Sample cover email (copy/paste)
Subject: Handoff for [Client Name] — beneficiary/titling review (Family Harbor link)
Hello [Name],
Per [Client Name]’s request, here is a read-only link to their Family Harbor handoff folder (client-owned Google Drive). It includes a 1-page cover note, access map, high-level asset/beneficiary summaries, and PDFs of existing estate documents.
Link (view/comment): [insert Drive/Dropbox link]
Link expires: [date]. If you need editor access or additional documents, reply and we’ll enable it.
Scope of ask: [e.g., Confirm beneficiary/titling alignment; advise whether a revocable trust is appropriate; draft updated POA/health-care proxy.]
Client retains custody of all files; please avoid email attachments when possible and comment directly in the folder.
Thank you,
[Your name, role, firm, phone]
Version control and naming
- Use YYYY-MM prefixes and clear slugs (
Will_2018.pdf
,Trust_2021-A1.pdf
).
- For edits, save recipient’s marked-up copy as
filename_reviewed_by_Smith_2025-09.pdf
.
- Keep a plain-text
CHANGELOG.md
in the handoff folder with one-line entries.
Follow-up rhythm
- T+2 business days: confirm the recipient could access the folder and has the scope/ask.
- T+10 business days: nudge for proposed next steps or meeting date.
- Expiry-1 week: confirm either extend access or close the handoff and archive the subfolder.
All nudges can be tracked as tasks in the client’s Family Harbor checklist (owner, due date, link).
Conflict, fees, and engagement notes
- Ensure the client signs the recipient’s engagement letter before substantive advice flows.
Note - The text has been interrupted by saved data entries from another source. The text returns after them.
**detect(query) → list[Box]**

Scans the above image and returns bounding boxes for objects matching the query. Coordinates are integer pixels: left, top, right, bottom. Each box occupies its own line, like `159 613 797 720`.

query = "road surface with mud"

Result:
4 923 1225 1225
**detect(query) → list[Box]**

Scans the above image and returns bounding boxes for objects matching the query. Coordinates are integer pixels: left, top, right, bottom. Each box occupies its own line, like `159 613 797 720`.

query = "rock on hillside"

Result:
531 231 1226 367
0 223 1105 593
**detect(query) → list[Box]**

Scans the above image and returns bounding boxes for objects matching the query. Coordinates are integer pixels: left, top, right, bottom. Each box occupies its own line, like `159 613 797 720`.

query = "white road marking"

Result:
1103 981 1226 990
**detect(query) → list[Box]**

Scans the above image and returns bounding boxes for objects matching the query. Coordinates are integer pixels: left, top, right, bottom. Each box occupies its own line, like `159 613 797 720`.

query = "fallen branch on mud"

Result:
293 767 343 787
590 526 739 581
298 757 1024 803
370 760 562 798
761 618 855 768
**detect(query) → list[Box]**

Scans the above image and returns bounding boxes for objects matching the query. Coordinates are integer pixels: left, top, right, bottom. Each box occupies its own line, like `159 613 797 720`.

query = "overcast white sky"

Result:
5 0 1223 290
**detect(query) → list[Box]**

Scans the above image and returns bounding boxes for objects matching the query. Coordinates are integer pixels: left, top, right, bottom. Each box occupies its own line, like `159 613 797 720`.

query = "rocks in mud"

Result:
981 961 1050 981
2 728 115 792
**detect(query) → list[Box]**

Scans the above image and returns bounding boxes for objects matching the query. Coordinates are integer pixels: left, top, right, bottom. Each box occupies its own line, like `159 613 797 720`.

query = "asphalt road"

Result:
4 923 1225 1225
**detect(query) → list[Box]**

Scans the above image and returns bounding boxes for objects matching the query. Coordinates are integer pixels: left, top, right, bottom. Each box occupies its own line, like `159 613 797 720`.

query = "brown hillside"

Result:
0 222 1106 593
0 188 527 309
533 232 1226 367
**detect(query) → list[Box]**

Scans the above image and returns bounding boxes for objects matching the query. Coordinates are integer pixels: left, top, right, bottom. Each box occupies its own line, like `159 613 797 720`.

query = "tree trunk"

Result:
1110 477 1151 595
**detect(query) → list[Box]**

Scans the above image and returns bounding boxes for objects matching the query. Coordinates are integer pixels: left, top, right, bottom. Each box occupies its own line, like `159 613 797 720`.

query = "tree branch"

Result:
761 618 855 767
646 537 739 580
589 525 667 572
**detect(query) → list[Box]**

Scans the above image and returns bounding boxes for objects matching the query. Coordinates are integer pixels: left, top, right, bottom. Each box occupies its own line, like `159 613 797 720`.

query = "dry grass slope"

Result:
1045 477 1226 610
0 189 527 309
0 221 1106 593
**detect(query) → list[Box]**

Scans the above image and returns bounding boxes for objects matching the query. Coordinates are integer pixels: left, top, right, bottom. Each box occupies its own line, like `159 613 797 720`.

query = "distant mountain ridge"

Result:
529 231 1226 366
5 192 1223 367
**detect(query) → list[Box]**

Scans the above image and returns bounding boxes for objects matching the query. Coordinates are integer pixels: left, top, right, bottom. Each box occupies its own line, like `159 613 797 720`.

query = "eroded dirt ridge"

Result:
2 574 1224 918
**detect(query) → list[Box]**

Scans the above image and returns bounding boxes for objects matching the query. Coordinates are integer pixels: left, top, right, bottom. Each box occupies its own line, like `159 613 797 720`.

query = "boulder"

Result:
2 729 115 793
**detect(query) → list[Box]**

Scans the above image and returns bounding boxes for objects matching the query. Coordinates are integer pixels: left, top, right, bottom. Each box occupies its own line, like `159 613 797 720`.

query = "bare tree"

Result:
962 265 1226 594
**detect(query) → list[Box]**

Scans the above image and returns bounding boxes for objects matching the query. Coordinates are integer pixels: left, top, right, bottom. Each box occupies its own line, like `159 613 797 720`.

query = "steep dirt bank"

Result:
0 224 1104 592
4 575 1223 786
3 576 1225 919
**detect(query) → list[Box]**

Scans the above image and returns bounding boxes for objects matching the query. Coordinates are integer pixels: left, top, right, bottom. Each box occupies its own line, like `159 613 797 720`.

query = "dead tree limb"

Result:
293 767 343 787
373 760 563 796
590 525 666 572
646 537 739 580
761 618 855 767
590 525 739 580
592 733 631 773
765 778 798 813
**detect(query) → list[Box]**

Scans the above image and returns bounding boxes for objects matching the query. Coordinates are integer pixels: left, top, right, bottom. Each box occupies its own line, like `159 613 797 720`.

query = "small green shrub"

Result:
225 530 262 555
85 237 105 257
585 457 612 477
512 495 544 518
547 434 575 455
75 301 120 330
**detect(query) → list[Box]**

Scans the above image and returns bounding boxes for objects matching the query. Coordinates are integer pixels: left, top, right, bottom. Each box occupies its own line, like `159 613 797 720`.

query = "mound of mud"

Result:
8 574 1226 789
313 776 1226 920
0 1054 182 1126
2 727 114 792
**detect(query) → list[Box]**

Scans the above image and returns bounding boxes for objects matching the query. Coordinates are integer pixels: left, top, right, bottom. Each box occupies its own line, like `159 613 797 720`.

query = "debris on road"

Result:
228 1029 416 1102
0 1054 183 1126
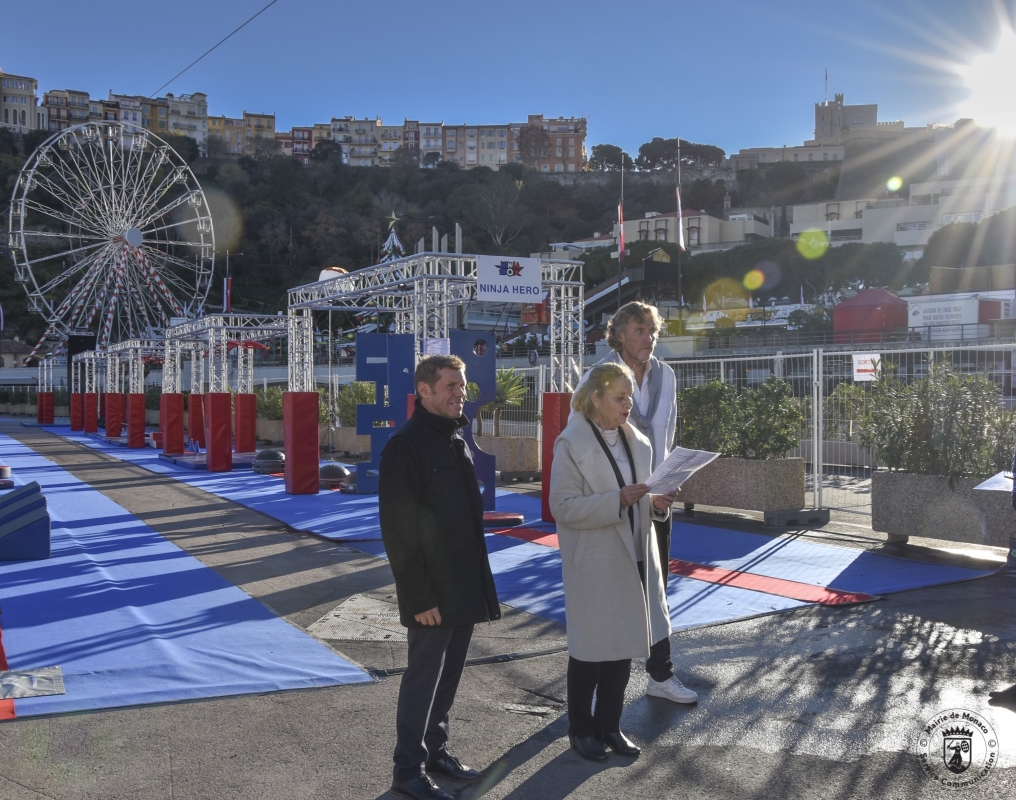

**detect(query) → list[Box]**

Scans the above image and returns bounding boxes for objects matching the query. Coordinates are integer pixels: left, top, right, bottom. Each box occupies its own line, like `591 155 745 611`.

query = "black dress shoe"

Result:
390 774 454 800
568 733 609 762
426 751 482 783
598 730 641 757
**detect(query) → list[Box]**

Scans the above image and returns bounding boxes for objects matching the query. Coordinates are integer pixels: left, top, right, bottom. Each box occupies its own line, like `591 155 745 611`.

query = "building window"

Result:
20 110 26 126
808 153 813 161
567 163 575 172
793 153 799 161
542 164 549 172
823 152 828 160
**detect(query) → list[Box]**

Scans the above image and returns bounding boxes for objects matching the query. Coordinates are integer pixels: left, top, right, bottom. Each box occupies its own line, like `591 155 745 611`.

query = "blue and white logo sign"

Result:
476 256 542 302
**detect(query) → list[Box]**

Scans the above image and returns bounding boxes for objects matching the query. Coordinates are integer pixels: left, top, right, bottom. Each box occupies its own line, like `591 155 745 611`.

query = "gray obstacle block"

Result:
0 482 51 561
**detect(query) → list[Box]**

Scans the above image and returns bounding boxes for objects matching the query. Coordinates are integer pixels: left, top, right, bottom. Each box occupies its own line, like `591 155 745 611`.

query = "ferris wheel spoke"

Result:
150 249 208 277
20 239 111 272
40 155 107 218
22 197 107 237
134 187 201 229
22 229 109 242
142 216 209 238
29 170 104 229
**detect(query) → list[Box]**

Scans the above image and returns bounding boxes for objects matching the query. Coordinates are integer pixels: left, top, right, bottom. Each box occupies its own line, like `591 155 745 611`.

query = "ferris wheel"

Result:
7 122 215 355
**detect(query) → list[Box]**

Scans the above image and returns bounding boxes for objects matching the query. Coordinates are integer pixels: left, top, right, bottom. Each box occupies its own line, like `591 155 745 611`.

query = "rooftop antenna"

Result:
824 68 828 105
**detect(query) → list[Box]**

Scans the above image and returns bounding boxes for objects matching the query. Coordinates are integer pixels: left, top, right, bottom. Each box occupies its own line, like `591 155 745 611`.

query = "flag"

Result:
617 201 625 260
676 187 686 251
800 286 805 305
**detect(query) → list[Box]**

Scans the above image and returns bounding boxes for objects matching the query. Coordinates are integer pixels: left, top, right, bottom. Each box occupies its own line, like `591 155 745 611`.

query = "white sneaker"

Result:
646 676 698 704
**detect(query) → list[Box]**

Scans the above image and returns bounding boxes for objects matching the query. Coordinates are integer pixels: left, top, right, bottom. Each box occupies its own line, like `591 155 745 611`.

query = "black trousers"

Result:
393 624 473 781
644 516 674 682
567 656 632 738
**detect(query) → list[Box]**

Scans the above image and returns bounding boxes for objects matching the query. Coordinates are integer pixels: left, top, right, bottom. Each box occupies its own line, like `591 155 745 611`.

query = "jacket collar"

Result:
413 397 469 436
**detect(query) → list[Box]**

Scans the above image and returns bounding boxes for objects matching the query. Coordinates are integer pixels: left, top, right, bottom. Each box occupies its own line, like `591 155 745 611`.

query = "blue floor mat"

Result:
36 426 1000 631
0 433 372 719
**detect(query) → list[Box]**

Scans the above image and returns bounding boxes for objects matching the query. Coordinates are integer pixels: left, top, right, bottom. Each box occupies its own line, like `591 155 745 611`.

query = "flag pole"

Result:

- Avoid any fee-splitting or referral compensation that would violate professional rules. Keep any permitted marketing or courtesy arrangements separate from matter billing.
- Your records: store links and summaries in your system; avoid downloading client PII where not required by your policy.
Edge cases
- Multiple professionals: create one dated handoff folder per recipient to avoid cross-comment confusion.
- Client rescinds access: respect immediately; note in the Family Harbor checklist; offer to resend if/when they re-authorize.
- No cloud access recipient: send the cover note by email and deliver a time-boxed, encrypted ZIP of the same packet (password shared via voice/SMS). Add the ZIP to the handoff folder for audit.
Quick checklist (printable)
- Client consent captured
- Scope clarified (one-sentence ask)
- Handoff folder created and named with date/counterparty
- Cover note, access map, summaries, existing instruments present
- Viewer/commenter link with expiry set
- Email sent with link only (no attachments)
- Handoff logged in Family Harbor checklist with next review date
Reminder: Family Harbor is an organizational layer. Clients own their storage and control access; you remain the professional advisor. Use links, not attachments, and keep the handoff narrow to the decision at hand.